There is also new evidence that rates of teen depression, suicidal thoughts, and behaviors in the US has begun to decline, even as social media usage increases or stays the same. According to the US Department of Health and Human Services’ National Survey of Drug Use and Health, the prevalence of major depressive episodes among 12-to-17-year-olds fell from 21% in 2021 to 15% in 2024. Serious suicidal thoughts in 12-to-17-year-olds fell from nearly 13% in 2021 to 10% in 2024.
While social media might be a convenient target, if we ignore the many other factors that affect teens’ well-being, we might miss an opportunity to address root causes that could actually be more impactful, such as academic pressure, family dynamics, and school safety.
Any honest conversation about teen well-being must consider the scientific data, as well as potential risks and benefits — not just headlines or anecdotes.
Continuing to Put Teens and Families First
The plaintiffs’ lawyers will try to paint an intentionally misleading picture of Meta with cherry-picked quotes and snippets of conversations taken out of context. The full record will show a company that has consistently put teen safety ahead of growth for over a decade.
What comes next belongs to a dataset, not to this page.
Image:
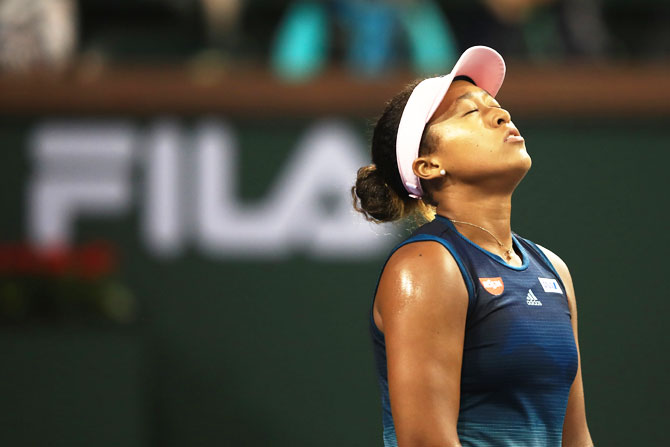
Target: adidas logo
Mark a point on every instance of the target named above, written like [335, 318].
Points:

We’ve made countless decisions to keep teens safe that could hurt engagement and growth, like making all teen accounts private by default, and allowing parents to place time restrictions on their teen’s Instagram usage. With Teen Accounts, teens who were placed into the new protections saw less sensitive content, experienced less unwanted contact, and spent less time on Instagram over night.
These restrictions may hurt our bottom line — and they’re not always popular with teens either. But we put them in place anyway because they are the right thing to do.
We’re proud of our record. We will defend ourselves in court against claims that misrepresent the facts and ignore the work we’ve done. We’ll also keep doing what matters most — improving our products to keep teens safe and give parents peace of mind.